A forest plot of the associations between rs10220464 and FEV 1 (% predicted) are shown for distinct sub-cohorts distinguished by self-identified race/ethnicity, study, and asthma status. β z , the association effect size between the rs10220464 allele count and the adjusted and normalized FEV 1 (% predicted) values; FEV 1 , forced expiratory volume in one second; N, total number of individuals included in the association test; MAF, minor allele frequency within the sub-cohort; P, the association p-value.

FEV 1 association results are shown at the TDRD9 gene locus.

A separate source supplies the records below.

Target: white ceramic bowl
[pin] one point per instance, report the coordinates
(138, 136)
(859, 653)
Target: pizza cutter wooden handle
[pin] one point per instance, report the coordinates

Each variant is plotted according to its position and -log 10 p-value, colored by linkage disequilibrium to the lead variant, rs10220464, within the sample. Candidate cis-Regulatory Elements (cCREs) from ENCODE [ 59 ] are also shown for the region. The inset panel in the upper right shows the distribution of adjusted FEV 1 values by rs10220464 genotype. FEV 1 , forced expiratory volume in one second; MAF, minor allele frequency; EnhD, distal enhancer-like signature; CTCF, CCCTC-binding factor sites; enhP, proximal enhancer-like signature; prom, promoter-like signature; K4m3, trimethylation of histone H3 at lysine 4.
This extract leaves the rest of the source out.